La fustigation et les autres formes de châtiments corporels sont interdits par le droit international, notamment par l’article 7 du Pacte international relatif aux droits civils et politiques (PIDCP) et par la Convention des Nations unies contre la torture et autres peines ou traitements cruels, inhumains ou dégradants, deux traités auxquels l’Indonésie est partie. En 2013, le Comité des droits de l’homme, qui veille au respect du PIDCP par les États, a engagé l’Indonésie à abroger les dispositions de la législation de l’Aceh autorisant le recours aux châtiments corporels. En 2008, le Comité contre la torture avait déjà exhorté l’Indonésie à réexaminer tout son arsenal législatif national et local autorisant le recours aux châtiments corporels comme sanctions pénales, en vue de leur abolition immédiate.

La criminalisation des relations sexuelles entre adultes consentants est de plus clairement contraire au droit international relatif aux droits humains et aux normes en la matière. Le Comité des droits de l’homme, en particulier, a statué que les lois rendant les actes sexuels entre adultes consentants passibles de poursuites pénales violaient le droit à l’intimité et devaient être abrogées.

Les autorités de l’Aceh doivent cesser d’utiliser la fustigation comme châtiment et revoir sans délai les dispositions du Code pénal islamique de l’Aceh prévoyant des peines de fustigation et criminalisant les relations sexuelles entre adultes consentants, en vue de les abroger ou de les modifier afin de les rendre conformes au droit international relatif aux droits humains. Les autorités indonésiennes doivent également réviser les dispositions de ce type.

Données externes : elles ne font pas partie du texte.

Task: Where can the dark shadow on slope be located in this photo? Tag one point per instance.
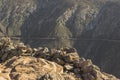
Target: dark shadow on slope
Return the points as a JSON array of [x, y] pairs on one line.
[[104, 48], [40, 24]]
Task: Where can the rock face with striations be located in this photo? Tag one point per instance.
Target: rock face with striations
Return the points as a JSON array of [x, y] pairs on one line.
[[65, 23], [46, 64]]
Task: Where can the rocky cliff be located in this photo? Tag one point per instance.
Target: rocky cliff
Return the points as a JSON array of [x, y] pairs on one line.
[[19, 62], [92, 26]]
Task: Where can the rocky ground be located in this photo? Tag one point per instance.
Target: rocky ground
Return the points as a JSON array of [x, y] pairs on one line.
[[19, 62]]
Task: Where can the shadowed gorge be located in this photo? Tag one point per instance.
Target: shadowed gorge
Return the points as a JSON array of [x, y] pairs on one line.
[[91, 26]]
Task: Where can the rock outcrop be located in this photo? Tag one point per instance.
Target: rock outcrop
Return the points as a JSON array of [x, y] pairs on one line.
[[19, 62]]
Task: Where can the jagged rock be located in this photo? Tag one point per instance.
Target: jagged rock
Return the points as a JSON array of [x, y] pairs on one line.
[[20, 62]]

Au moins 60 personnes ont été fustigées depuis le début de l’année 2016 pour des infractions au Code pénal islamique de l’Aceh, notamment pour jeux d’argent, consommation d’alcool, « adultère » ou démonstrations publiques d’affection en dehors des liens du mariage. En 2015, au moins 108 personnes ont subi une telle peine. Les séances de fustigation se déroulent régulièrement dans des lieux publics et attirent les foules, si bien que des gens prennent des photos et des vidéos qui peuvent accroître encore l’humiliation et la souffrance à long terme des personnes soumises à ce châtiment cruel, douloureux et dégradant.

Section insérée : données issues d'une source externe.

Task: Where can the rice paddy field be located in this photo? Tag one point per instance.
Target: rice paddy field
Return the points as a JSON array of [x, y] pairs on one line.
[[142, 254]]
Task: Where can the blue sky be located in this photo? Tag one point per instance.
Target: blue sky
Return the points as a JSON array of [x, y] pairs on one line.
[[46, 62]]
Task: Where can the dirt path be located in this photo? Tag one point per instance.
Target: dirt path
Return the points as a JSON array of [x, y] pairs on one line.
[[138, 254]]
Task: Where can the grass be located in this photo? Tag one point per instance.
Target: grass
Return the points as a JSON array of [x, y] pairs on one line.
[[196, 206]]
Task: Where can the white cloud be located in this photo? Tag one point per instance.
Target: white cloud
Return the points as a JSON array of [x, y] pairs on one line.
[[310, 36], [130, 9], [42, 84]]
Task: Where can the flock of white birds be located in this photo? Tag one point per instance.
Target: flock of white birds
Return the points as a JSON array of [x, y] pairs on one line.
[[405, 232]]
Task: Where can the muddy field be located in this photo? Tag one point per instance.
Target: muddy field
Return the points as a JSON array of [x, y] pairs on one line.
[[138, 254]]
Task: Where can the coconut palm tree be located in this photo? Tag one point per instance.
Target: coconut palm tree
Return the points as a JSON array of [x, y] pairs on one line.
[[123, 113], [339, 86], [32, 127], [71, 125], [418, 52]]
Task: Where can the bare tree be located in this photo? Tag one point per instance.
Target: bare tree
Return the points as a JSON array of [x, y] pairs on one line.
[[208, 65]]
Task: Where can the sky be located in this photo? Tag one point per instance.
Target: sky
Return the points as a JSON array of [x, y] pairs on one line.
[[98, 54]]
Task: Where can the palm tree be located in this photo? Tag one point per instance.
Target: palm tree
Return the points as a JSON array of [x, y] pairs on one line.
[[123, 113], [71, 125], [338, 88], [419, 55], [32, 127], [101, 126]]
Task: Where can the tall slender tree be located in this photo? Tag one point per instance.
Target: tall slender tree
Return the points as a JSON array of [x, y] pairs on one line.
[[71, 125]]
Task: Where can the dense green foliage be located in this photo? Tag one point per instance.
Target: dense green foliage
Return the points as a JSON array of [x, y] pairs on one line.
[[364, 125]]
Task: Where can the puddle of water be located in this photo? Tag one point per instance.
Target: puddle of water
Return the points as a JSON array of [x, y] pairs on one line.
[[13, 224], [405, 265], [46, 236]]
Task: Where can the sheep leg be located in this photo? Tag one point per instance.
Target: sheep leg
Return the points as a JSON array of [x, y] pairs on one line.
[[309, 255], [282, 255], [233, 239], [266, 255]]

Amnesty International et l’organisation indonésienne Institute for Criminal Justice Reform (ICJR) rappellent au gouvernement indonésien ses obligations internationales en matière de droits humains, aux termes desquelles il est tenu de respecter et de protéger les droits fondamentaux dans la législation et la pratique de toutes les provinces et régions autonomes du pays, y compris dans les provinces ayant conclu des arrangements spéciaux d’autonomie. Dans les zones où des lois religieuses telles que le Code pénal islamique de l’Aceh sont en vigueur, elles ne doivent pas entraîner l’application de dispositions pénales et de peines contraires aux obligations de l’Indonésie au regard du droit international.

Adopté par le Parlement de l’Aceh en 2014, le Code pénal islamique de l’Aceh est entré en vigueur dans toute la province le 23 octobre 2015. Des règlements régissant l’application de la charia sont en vigueur en Aceh depuis l’adoption de la Loi spéciale relative à l’autonomie en 2001 et sont appliqués par des tribunaux islamiques. Ils sont très critiqués car ils augmentent le nombre d’infractions passibles de fustigation et prévoient dans certains cas jusqu’à 200 coups de bâton. Parmi les «  infractions » concernées figurent les relations intimes entre adultes non mariés, les relations sexuelles hors mariage, les relations sexuelles entre personnes du même sexe, la consommation et la vente d’alcool et les jeux d’argent. Bien qu’il soit qualifié de Code pénal islamique, le Qanun Jinayat s’applique aussi bien aux musulmans qu’aux non-musulmans. Il comporte des infractions qui ne sont pas traitées en tant que telles par le Code pénal indonésien, ainsi que des dispositions qui ne respectent pas le droit international relatif aux droits humains.